Von der Vermittlung von Fakten- bzw. Sachwissen wird im kommunikativen Ansatz Abstand genommen, der von Piepho (1974) angestoßen wurde. Landeskundliche Inhalte sind bestimmt von ‚Alltagskultur‘ und der Frage, welches landeskundliche Wissen der Lernende benötigt, um in der Alltagskommunikation ‚adäquat‘ kommunizieren zu können. Damit geht auch einher, dass die Thematisierung der sogenannten Hochkultur ersetzt wird durch eine Beschäftigung mit kulturellen Äußerungen, die mit dem sogenannten erweiterten Kulturbegriff beschrieben werden. Kritisiert wird am kommunikativen Ansatz die in der Unterrichtspraxis einseitige Orientierung an der Alltagskommunikation, die das ursprünglich hohe politische Ziel der Diskursfähigkeit, d.h. „die Fähigkeit von Menschen, an mehrsprachigen und komplexen gesellschaftlichen Prozessen teilzuhaben, sie mitbestimmen und mitgestalten zu können“ (Legutke 2010, 73), mit der Zeit ersetzt (vgl. Rösler 2012a, 77).

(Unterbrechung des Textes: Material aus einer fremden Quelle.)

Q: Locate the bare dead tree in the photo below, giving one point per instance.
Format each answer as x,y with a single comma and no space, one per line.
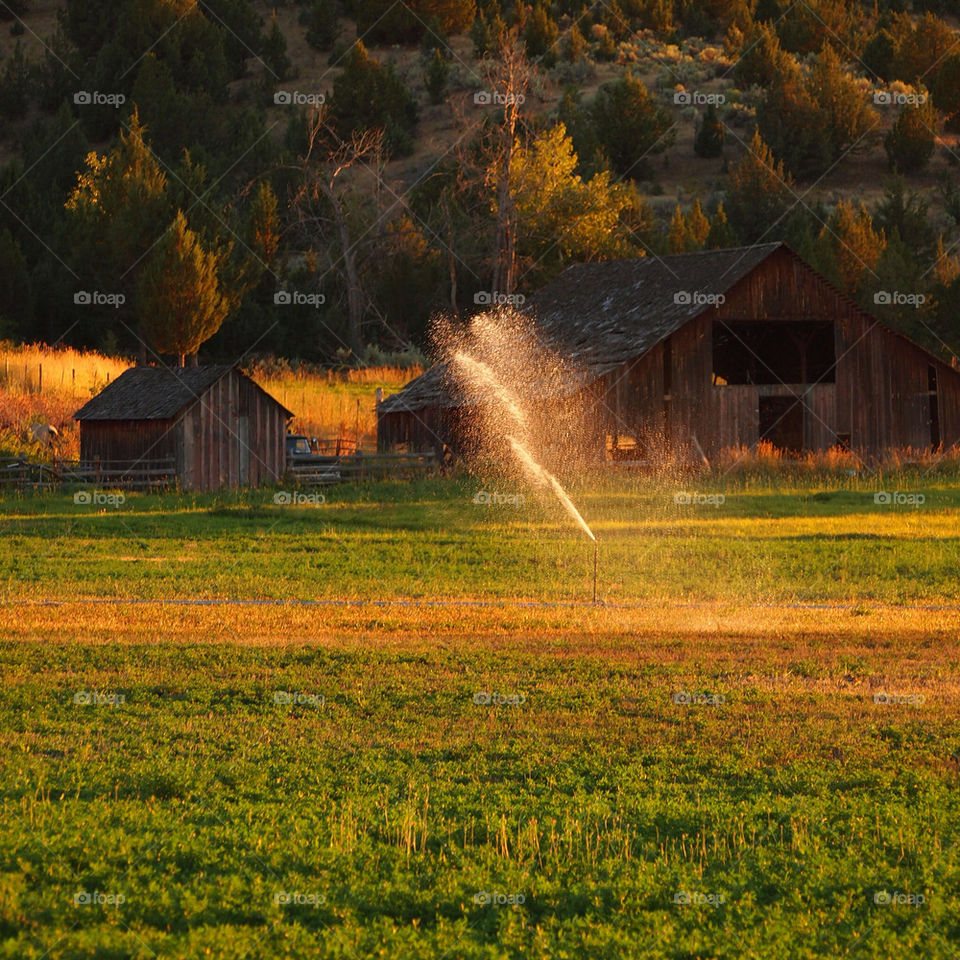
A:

Im Zuge des interkulturellen Paradigmas des Fremdsprachenunterrichts, dessen Lehr- und Lernziel interkulturelle Kompetenz ist, rückte der Fokus auf die Vermittlung von Strategien im Umgang mit ‚fremden‘ Kulturen; Voraussetzung dafür sei nicht nur die Kenntnis des ‚Fremden‘, sondern zugleich auch die Auseinandersetzung mit dem ‚Eigenen‘. In den letzten Jahren entwickelte transkulturelle und kulturwissenschaftlich orientierte Ansätze können als eine Reaktion auf das Interkulturalitätsparadigma verstanden werden, da sie die primäre Zielvorstellung vertreten, der in Zeiten von Globalisierung und weltweiten Vernetzungen verstärkt erlebten Heterogenität von ‚Kulturen‘ eher gerecht zu werden als der interkulturelle Ansatz. Dieser wird

als eine die Realität verschleiernde Ideologie [betrachtet], die die tatsächlich herrschende Ungleichheit zwischen Minderheiten und Mehrheiten verdecke, faktische Diskriminierung kompensiere und somit rassistische Einwanderungspolitik unterstütze. (Hu 1999, 279)

Interkulturellen Ansätzen wird also in dieser Argumentation vorgeworfen, anstatt für die Überbrückung von ‚kulturellen Unterschieden‘ zu sorgen, diese zu verfestigen.10

Mit neueren, kulturwissenschaftlich orientierten Ansätzen liegen Versuche vor, die im Zuge der Globalisierung veränderten Ziele von Fremdsprachenunterricht im Allgemeinen und die daraus resultierenden Veränderungen im landeskundlichen Unterricht zu berücksichtigen. Den verschiedenen Ansätzen gemein ist, dass sie – meist implizit – von Landeskunde als integrativem Teil des Fremdsprachenunterrichts ausgehen. Landeskunde als eigenständiges, faktenvermittelndes Fach ist mittlerweile „verpönt“ (Koreik 2010a, 28), obwohl es an ausländischen Universitäten oft zum Curriculum gehört und daher eigentlich stärker in der fachdidaktischen Diskussion berücksichtigt werden sollte.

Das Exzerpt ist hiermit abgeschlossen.